In 2000, I had an amazing opportunity to spend the Tibetan Lunar New Year at a temple in the Tibetan Himalayans. Traveling with locals, it was a hard journey to reach this isolated location. Upon arrival, conditions were challenging with very few "modern" luxuries available. Accommodations were rustic, food simple, and heat only generated by the yak patties burning and the layering of woolens to protect against the freezing conditions. Yet, all was worthwhile to be able to partake in an amazing week of community, spirituality, and even a touch of magic.
How have you changed/grown since working for your current company?
Working with Therapy Abroad has allowed for both professional and person growth. Working internationally in a country with very limited resources and a different disability framework shook some of the "truths" I had come to hold onto tightly. My perspectives on ability, intervention, and goals for the students I supported in Belize through Therapy Abroad did not always match up with the local families. It required me to set some of assumptions (and ego) aside in order to meet the needs of the population I was there to serve.

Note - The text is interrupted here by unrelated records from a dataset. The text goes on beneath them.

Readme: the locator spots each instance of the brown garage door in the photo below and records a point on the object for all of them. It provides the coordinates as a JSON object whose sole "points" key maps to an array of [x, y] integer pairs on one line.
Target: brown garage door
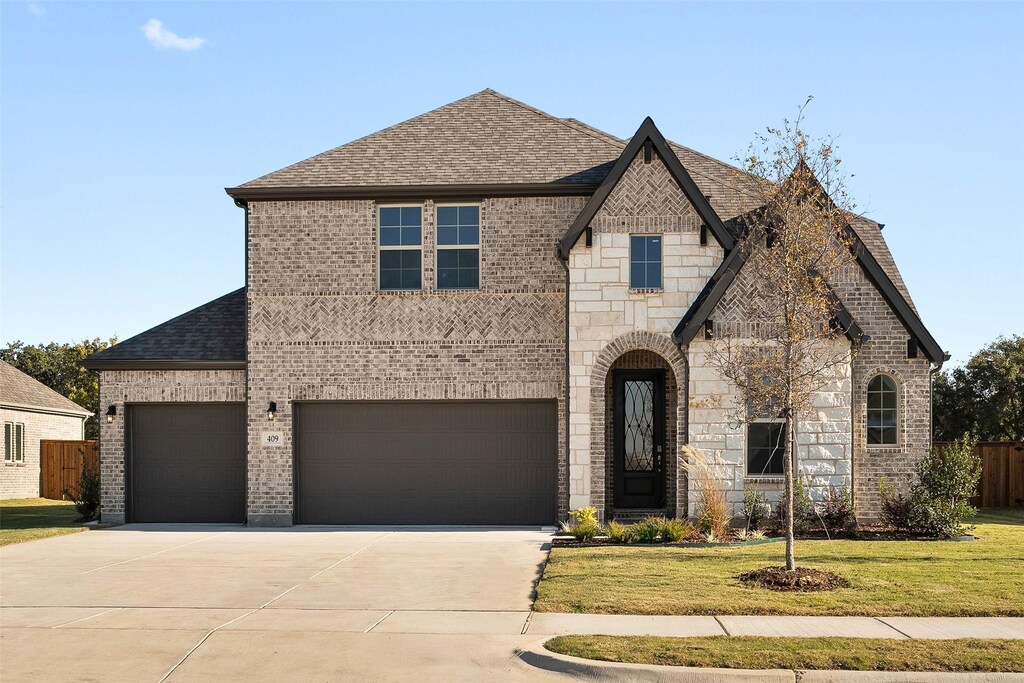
{"points": [[452, 462], [186, 463]]}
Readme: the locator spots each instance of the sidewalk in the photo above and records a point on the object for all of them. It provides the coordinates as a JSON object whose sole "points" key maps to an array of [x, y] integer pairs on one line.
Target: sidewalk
{"points": [[791, 627]]}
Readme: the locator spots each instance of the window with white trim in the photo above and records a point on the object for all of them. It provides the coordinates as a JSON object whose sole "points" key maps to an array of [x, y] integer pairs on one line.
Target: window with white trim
{"points": [[765, 447], [883, 414], [458, 247], [400, 246], [13, 442]]}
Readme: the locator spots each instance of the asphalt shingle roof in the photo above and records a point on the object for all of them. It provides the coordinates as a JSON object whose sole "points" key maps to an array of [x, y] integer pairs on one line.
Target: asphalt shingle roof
{"points": [[213, 333], [16, 388]]}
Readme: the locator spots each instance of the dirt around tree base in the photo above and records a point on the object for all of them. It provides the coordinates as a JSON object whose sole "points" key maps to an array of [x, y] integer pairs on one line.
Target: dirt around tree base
{"points": [[805, 580]]}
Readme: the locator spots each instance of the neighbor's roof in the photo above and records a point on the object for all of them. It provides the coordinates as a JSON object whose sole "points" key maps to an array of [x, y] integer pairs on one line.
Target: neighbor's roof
{"points": [[19, 390], [208, 337]]}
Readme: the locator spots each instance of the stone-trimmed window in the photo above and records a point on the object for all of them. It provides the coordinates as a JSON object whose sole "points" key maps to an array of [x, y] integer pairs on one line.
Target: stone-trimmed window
{"points": [[883, 412], [400, 247], [645, 261], [765, 447], [458, 247], [13, 443]]}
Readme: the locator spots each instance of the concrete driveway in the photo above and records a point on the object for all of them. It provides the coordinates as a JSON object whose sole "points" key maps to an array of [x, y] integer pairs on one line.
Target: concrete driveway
{"points": [[155, 603]]}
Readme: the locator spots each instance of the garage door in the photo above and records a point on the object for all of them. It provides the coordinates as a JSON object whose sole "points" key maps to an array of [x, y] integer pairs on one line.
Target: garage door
{"points": [[186, 463], [427, 463]]}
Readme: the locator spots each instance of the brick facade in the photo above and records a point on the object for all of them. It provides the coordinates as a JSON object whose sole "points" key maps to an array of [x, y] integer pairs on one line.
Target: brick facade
{"points": [[22, 479], [318, 329]]}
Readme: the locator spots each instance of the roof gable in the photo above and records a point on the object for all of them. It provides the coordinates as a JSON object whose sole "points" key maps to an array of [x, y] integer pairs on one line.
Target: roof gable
{"points": [[647, 139], [18, 389], [208, 337]]}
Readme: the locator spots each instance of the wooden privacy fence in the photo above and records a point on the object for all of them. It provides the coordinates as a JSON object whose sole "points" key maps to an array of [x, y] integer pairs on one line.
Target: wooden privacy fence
{"points": [[60, 465], [1001, 483]]}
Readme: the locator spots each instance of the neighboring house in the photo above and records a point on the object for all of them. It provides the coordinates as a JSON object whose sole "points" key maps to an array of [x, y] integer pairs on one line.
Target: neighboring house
{"points": [[32, 412], [488, 314]]}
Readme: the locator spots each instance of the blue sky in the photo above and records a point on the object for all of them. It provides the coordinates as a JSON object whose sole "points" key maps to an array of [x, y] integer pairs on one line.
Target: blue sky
{"points": [[119, 134]]}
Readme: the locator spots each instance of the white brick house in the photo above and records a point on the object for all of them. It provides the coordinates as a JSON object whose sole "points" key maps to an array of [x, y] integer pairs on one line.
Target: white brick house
{"points": [[487, 314], [30, 413]]}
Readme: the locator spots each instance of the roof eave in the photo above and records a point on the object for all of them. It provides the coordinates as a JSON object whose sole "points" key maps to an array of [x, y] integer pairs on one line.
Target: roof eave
{"points": [[170, 364], [455, 191]]}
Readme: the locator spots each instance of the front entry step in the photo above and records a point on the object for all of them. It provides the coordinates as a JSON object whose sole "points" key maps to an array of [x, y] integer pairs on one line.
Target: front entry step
{"points": [[633, 515]]}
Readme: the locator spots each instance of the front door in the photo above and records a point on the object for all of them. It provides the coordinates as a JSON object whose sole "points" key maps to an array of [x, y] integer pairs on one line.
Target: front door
{"points": [[639, 438]]}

Those experiences in Belize generalized beautifully to the culturally and linguistically diverse students/families that I serve here in California as well. I've learned that partnership is not top down, but rather stepping alongside your partner as you move forward.
What is the best story you've heard from a return student?
Last summer, I introduced an AAC Camp in Belize to support those students with the most sever and complex communication needs (CCN). To support this camp, I enrolled graduate students from SFSU who were studying to become AAC Specialists. The experience in Belize was for all of them their first flight of independence in working with students who had CCN outside of a highly structured and well financed university clinic.
The feedback I received from that group was overwhelmingly positive. They felt the had learned more in those two weeks on how to be an AAC Specialist than they had throughout their graduate school specialization. More importantly, their confidence grew tremendously as they saw the impact they could make on a child's life through AAC intervention. Putting theoretical knowledge to work is an exciting experience.
If you could go on any program that your company offers, which one would you choose and why?
Therapy Abroad is looking to expand into Thailand. I have spent a lot of time in Thailand and more broadly the South-East Asian region. With a couple of volunteer exceptions, I have mostly played the role of "tourist", and have minimally given back to the communities that have given so much to enrich my own life. I would dearly love to give back to the local people and those most vulnerable in that region.
What makes your company unique? When were you especially proud of your team?
I am very proud that I work for a company that is interested in developing local partnerships with the intent of helping countries develop their own experts in the field rather than being dependent on an outside foreign organization. We do not go into the countries to "save" people, but rather to share resources and build up local capacity.
What do you believe to be the biggest factor in being a successful company?
Honest discourse and transparency in all parts of the organization. Those two factors are needed for all team members and for local communities to build trust and healthy relationships amongst each other. Therapy Abroad members are under different layers of pressure, as we need to ensure a positive leaning experience for our university students who are dedicating two weeks to gain international experience, in addition to meeting the needs of the local population. Transparency and honest discourse are the elements that allow for this to occur.